By asset type, domestic stocks had the lowest return at -20.45%, and domestic bonds also recorded -8.21%. On the other hand, alternative investments (15.64%), foreign bonds (4.74%), and foreign stocks (-4.84%) showed relatively favorable returns.


Overall, the operating return declined, but foreign stock and bond returns outperformed domestic returns, benefiting from exchange rate gains.


From the beginning of the year to the end of October, the KOSPI rose by -22.97%, and the global stock market rose by -20.34%. The KRW-USD exchange rate increased by 19.72%.


During the same period, the 3-year government bond yield rose by 238.7 basis points, and the 10-year yield rose by 199.2 basis points.
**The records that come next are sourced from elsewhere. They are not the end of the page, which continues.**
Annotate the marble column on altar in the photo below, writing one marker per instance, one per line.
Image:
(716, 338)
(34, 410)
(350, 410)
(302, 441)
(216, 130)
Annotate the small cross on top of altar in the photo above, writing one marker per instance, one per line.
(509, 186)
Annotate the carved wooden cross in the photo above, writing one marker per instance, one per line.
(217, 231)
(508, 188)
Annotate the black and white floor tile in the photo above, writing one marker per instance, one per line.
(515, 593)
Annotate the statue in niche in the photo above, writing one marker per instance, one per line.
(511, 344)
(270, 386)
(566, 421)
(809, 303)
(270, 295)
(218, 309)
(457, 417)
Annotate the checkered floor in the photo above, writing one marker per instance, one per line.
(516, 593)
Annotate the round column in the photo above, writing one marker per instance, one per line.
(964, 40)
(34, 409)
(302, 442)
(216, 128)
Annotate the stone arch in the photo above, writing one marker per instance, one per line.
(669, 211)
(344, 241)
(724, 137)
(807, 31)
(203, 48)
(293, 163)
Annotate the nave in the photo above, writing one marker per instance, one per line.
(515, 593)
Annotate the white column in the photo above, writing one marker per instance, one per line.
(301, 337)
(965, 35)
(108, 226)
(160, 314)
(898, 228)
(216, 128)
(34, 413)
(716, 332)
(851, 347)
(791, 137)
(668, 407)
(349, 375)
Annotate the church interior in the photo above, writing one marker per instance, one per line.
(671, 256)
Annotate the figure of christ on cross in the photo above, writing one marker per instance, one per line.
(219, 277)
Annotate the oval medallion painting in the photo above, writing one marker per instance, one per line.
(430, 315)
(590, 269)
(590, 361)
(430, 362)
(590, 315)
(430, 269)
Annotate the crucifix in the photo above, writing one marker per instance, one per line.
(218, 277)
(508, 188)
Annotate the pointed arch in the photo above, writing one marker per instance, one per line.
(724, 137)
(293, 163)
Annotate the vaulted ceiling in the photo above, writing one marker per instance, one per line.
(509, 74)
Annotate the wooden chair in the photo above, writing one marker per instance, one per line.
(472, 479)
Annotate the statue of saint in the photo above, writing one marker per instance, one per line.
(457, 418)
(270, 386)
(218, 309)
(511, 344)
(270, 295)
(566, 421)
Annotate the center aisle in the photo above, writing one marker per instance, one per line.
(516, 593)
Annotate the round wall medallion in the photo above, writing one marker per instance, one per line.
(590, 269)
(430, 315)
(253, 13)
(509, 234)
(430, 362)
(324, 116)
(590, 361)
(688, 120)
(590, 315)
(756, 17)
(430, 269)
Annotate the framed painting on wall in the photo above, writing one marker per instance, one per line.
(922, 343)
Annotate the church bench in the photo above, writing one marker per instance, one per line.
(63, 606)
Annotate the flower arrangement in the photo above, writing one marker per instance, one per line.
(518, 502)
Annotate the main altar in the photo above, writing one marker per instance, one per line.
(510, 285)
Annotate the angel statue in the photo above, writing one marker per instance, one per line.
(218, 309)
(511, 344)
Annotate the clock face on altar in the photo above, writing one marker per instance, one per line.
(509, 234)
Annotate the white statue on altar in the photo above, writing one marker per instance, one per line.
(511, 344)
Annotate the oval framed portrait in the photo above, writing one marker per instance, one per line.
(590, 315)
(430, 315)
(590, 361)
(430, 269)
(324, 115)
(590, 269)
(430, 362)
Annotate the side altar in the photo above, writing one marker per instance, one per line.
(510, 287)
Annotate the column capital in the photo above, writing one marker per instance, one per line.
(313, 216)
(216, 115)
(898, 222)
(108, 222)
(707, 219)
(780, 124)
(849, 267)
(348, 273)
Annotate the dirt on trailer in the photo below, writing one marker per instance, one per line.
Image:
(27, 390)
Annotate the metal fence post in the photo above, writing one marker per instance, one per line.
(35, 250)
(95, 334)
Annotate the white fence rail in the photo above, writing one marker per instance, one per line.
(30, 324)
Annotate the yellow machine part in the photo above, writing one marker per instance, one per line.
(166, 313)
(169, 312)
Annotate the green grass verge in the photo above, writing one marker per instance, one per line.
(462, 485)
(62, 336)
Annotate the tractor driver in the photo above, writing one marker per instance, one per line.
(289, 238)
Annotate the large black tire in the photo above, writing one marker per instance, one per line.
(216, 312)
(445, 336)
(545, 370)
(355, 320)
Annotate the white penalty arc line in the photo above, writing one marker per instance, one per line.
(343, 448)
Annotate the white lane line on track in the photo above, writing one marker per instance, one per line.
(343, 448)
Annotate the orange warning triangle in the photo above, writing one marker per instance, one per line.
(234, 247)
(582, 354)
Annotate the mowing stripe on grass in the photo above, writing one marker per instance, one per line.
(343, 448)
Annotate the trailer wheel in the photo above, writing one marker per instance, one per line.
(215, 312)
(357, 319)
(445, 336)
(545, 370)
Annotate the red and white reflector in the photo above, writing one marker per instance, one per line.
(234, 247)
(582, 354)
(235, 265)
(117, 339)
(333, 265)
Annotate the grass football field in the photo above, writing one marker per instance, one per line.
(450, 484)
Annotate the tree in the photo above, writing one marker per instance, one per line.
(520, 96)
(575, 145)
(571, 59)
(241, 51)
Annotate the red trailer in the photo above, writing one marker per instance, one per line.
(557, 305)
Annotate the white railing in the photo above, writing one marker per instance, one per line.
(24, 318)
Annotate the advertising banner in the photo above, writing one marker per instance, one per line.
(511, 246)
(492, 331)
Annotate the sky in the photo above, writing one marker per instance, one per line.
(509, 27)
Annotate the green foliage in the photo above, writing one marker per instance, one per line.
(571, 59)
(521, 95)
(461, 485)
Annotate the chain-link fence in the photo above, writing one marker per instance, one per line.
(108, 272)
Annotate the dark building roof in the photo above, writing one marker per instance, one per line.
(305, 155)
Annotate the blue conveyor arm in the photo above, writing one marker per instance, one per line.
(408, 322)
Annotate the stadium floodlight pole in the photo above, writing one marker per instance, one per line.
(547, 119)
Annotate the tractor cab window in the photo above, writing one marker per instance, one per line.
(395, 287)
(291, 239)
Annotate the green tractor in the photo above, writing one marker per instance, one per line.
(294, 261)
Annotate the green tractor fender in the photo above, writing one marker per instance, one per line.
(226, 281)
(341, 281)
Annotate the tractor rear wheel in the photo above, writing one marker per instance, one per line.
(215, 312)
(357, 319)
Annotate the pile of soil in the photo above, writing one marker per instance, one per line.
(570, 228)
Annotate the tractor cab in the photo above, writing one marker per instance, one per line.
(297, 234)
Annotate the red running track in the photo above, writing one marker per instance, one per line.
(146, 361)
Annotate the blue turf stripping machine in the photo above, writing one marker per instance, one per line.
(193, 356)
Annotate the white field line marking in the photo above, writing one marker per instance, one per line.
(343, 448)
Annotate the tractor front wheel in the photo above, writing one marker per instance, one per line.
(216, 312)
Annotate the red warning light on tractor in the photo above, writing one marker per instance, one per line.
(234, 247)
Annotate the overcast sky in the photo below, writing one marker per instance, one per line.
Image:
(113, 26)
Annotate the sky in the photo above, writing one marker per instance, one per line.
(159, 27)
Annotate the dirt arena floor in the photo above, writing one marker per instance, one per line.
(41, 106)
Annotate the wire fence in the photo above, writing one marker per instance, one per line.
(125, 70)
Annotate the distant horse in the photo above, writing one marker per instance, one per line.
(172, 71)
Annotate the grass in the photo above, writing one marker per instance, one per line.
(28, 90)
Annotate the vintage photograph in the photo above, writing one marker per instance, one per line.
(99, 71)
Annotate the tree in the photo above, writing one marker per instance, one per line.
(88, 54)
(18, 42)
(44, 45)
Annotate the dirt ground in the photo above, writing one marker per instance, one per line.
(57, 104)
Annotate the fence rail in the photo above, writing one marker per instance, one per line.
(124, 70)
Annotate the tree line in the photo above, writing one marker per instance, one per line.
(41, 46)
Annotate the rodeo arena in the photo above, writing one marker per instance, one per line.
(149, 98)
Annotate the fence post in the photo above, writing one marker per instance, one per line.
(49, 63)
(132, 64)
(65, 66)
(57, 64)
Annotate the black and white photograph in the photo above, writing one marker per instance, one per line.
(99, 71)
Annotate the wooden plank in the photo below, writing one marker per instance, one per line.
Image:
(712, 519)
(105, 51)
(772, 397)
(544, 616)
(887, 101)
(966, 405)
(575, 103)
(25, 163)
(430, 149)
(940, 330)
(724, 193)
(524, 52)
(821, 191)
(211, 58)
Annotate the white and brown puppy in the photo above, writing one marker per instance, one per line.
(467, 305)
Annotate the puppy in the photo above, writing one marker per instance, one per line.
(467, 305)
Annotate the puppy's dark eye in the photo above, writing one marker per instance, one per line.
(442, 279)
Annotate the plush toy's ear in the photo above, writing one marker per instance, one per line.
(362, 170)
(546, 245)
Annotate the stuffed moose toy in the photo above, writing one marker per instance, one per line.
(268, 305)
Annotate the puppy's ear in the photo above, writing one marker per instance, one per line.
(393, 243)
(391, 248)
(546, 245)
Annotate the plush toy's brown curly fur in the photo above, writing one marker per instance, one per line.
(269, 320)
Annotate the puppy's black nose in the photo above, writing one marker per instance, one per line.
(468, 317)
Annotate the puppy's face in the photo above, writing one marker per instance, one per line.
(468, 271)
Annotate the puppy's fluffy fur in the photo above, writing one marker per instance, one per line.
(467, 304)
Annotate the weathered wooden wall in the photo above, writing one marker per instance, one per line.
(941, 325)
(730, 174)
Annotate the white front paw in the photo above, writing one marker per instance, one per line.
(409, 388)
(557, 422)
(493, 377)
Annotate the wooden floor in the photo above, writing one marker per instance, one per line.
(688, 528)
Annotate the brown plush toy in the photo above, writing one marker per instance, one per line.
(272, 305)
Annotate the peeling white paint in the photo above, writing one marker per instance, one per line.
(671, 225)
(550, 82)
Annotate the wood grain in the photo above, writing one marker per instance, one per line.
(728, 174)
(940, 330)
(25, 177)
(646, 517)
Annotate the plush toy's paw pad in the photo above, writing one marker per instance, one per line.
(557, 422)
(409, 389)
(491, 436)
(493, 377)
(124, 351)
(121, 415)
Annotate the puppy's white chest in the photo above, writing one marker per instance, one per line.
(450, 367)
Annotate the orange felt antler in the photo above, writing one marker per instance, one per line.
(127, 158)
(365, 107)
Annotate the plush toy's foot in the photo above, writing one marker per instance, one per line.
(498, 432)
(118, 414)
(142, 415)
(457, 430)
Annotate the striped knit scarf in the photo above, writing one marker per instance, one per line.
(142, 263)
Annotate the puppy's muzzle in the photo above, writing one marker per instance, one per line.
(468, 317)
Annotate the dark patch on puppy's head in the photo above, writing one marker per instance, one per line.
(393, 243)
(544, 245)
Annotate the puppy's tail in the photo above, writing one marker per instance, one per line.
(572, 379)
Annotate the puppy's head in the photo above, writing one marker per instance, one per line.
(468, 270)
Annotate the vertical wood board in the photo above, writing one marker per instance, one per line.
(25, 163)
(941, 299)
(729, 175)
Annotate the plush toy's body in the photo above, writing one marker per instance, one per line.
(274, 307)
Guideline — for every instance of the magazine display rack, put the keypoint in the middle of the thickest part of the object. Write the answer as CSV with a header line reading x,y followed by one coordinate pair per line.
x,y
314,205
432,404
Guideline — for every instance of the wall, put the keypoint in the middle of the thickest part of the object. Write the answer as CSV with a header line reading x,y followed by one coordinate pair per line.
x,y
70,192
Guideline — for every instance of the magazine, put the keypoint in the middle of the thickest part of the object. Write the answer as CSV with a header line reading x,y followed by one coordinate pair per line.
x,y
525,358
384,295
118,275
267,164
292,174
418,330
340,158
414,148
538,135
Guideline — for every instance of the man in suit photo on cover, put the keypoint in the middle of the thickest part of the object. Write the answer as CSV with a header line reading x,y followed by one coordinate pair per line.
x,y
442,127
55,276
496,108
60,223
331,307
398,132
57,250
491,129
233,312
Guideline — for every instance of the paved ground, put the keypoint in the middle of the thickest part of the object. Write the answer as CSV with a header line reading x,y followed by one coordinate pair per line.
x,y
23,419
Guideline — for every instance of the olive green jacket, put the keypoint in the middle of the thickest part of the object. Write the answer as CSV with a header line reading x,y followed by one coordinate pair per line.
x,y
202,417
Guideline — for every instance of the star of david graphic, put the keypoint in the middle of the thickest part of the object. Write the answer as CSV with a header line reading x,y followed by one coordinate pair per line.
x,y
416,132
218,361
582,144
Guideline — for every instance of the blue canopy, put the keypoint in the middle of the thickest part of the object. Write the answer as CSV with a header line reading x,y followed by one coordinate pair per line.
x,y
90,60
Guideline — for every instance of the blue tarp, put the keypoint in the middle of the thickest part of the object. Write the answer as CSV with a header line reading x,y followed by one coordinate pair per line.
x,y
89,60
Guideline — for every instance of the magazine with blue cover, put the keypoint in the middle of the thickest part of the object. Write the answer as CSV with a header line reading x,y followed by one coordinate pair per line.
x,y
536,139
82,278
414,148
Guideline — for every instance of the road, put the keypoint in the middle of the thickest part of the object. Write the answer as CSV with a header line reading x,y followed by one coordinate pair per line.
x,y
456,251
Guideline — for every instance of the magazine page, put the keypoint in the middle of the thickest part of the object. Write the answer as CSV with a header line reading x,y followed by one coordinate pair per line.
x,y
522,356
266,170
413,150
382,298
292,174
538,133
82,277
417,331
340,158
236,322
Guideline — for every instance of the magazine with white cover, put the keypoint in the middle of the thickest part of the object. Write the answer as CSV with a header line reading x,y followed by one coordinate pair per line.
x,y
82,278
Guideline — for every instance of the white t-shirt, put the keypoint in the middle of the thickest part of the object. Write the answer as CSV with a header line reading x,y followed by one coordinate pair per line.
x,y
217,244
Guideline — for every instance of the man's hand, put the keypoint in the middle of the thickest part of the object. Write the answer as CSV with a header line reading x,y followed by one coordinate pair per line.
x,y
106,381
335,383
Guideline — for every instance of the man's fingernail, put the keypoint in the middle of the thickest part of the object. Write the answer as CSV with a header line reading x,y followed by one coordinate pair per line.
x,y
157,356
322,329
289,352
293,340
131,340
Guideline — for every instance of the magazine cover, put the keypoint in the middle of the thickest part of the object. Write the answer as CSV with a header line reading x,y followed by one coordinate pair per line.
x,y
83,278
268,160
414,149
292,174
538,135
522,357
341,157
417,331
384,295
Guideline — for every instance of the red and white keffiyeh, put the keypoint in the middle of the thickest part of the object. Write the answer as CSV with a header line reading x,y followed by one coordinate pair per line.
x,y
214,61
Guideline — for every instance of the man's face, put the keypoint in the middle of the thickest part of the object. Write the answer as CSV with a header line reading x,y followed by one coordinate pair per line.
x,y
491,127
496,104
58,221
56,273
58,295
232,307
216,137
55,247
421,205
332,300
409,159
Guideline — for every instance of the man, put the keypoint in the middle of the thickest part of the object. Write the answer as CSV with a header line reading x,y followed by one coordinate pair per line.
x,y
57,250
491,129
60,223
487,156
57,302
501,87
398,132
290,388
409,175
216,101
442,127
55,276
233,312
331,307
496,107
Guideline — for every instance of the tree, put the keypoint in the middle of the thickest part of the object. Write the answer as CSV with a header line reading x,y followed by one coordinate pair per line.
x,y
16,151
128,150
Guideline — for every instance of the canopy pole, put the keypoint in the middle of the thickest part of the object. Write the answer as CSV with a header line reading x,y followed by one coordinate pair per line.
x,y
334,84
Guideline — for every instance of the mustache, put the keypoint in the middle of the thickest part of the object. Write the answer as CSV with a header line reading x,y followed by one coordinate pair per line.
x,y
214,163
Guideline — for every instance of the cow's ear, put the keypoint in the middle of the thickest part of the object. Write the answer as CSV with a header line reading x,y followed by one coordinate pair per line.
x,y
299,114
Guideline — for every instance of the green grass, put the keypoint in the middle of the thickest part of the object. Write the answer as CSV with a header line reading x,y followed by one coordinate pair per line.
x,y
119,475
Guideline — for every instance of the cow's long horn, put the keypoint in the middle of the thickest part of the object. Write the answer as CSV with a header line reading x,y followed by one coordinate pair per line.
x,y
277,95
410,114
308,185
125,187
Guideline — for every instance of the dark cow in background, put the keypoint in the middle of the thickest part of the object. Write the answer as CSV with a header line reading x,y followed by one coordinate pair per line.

With three rate hikes of 0.75 basis points each this year in the U.S., the 10-year U.S. Treasury yield also surged by 253.8 basis points.


It is also analyzed that alternative investment assets reflected interest and dividend income as well as foreign currency translation gains due to the rise in the KRW-USD exchange rate. Since fair value evaluation is conducted once a year at the end of the year, the fair value evaluation amount was not reflected in the mid-year return announcement.





This content was produced with the assistance of AI translation services.